Older age was associated with increased proportion of persistent infections (P < 0.001 for linear trend). Age was associated with infection duration in the observed data, using the Wilcoxon rank-sum test. Imputed durations, accounting for nondetection, were significantly shorter among young children than among adults and SAC (Table 5). The imputed results showed no difference in adults versus SAC. After imputation, infections first detected in the rainy season lasted longer than those first detected in the dry season. When we analyzed children aged 5–9 years as a distinct group, we found that they were not different from children aged 10–15 years (P = 0.43), so age categories were maintained. Likewise, adults over 30 years were not significantly different from adults aged 15–30 years (P = 0.10).

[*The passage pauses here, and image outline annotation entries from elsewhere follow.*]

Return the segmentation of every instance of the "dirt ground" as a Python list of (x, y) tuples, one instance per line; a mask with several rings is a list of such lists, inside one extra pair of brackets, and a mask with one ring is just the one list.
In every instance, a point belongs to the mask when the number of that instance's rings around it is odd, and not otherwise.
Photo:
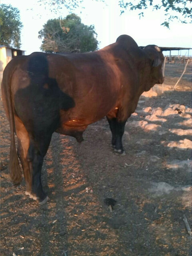
[[(1, 255), (190, 255), (191, 69), (166, 64), (162, 86), (141, 96), (116, 156), (105, 119), (79, 144), (54, 134), (42, 168), (50, 200), (40, 206), (7, 169), (9, 127), (1, 115)], [(113, 207), (104, 200), (116, 201)]]

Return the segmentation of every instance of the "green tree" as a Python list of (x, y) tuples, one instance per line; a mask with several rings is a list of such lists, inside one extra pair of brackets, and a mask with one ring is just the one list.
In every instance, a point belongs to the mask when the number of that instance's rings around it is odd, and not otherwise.
[(46, 52), (87, 52), (97, 49), (94, 26), (81, 23), (74, 13), (64, 19), (49, 19), (39, 32), (40, 49)]
[(23, 27), (19, 10), (11, 5), (0, 6), (0, 44), (19, 49)]
[[(130, 10), (147, 9), (149, 6), (153, 10), (163, 9), (165, 12), (166, 18), (161, 25), (169, 28), (170, 22), (177, 19), (181, 23), (192, 23), (192, 2), (191, 0), (134, 0), (126, 2), (124, 0), (119, 1), (119, 5), (121, 8), (121, 13), (129, 9)], [(143, 11), (139, 14), (140, 16), (144, 15)]]
[[(91, 0), (90, 0), (91, 1)], [(110, 4), (111, 0), (92, 0), (102, 1), (106, 5)], [(142, 16), (144, 10), (150, 6), (153, 10), (162, 9), (165, 13), (165, 21), (161, 25), (169, 27), (170, 22), (177, 19), (182, 23), (192, 23), (192, 1), (191, 0), (116, 0), (121, 8), (121, 14), (134, 10), (140, 10), (139, 14)], [(39, 0), (40, 4), (47, 4), (56, 11), (62, 6), (70, 10), (83, 6), (83, 0)]]

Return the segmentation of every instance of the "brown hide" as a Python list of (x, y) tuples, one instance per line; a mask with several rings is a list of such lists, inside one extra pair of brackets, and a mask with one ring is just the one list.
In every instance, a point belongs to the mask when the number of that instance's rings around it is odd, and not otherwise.
[(163, 61), (157, 47), (140, 49), (123, 35), (94, 52), (15, 58), (4, 72), (11, 76), (11, 83), (2, 86), (10, 87), (14, 114), (29, 133), (47, 123), (49, 129), (59, 112), (51, 129), (80, 141), (88, 125), (104, 116), (126, 120), (142, 92), (163, 82)]

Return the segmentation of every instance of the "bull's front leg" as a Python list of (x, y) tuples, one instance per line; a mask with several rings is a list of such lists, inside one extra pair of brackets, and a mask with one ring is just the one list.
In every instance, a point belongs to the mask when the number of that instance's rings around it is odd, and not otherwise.
[(124, 156), (125, 152), (123, 148), (122, 138), (124, 134), (126, 121), (119, 121), (116, 118), (110, 118), (106, 117), (106, 118), (112, 134), (112, 144), (115, 154)]
[(51, 136), (47, 141), (41, 140), (38, 143), (34, 143), (33, 140), (31, 140), (28, 151), (28, 161), (32, 174), (32, 191), (30, 197), (38, 200), (40, 204), (44, 204), (49, 200), (48, 197), (42, 189), (41, 172), (44, 158), (51, 138)]

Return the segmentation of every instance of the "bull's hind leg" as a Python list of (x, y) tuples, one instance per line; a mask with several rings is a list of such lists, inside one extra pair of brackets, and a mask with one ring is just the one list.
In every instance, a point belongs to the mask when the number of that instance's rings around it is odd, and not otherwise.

In the final model, age was significantly associated with duration of persistent infections, with SAC having infections persisting 38% longer than young children (Table 5). There was no difference between adults and SAC (P = 0.87).

DISCUSSION

We have provided an estimate of natural P. falciparum infection duration using genotyping data collected over a longer period than used in previously published studies. Additionally, this is the first report of incidence and duration of P. falciparum infection in a population with perennial transmission in the context of high bed-net use. We have shown that children have higher infection incidence than adults but that the duration of persistent infections increased with age. In this study, SAC represented an intermediate level of risk for blood-stage P. falciparum infection: They had high incidence of infection, as did young children, and increased duration of infection, similar to adults.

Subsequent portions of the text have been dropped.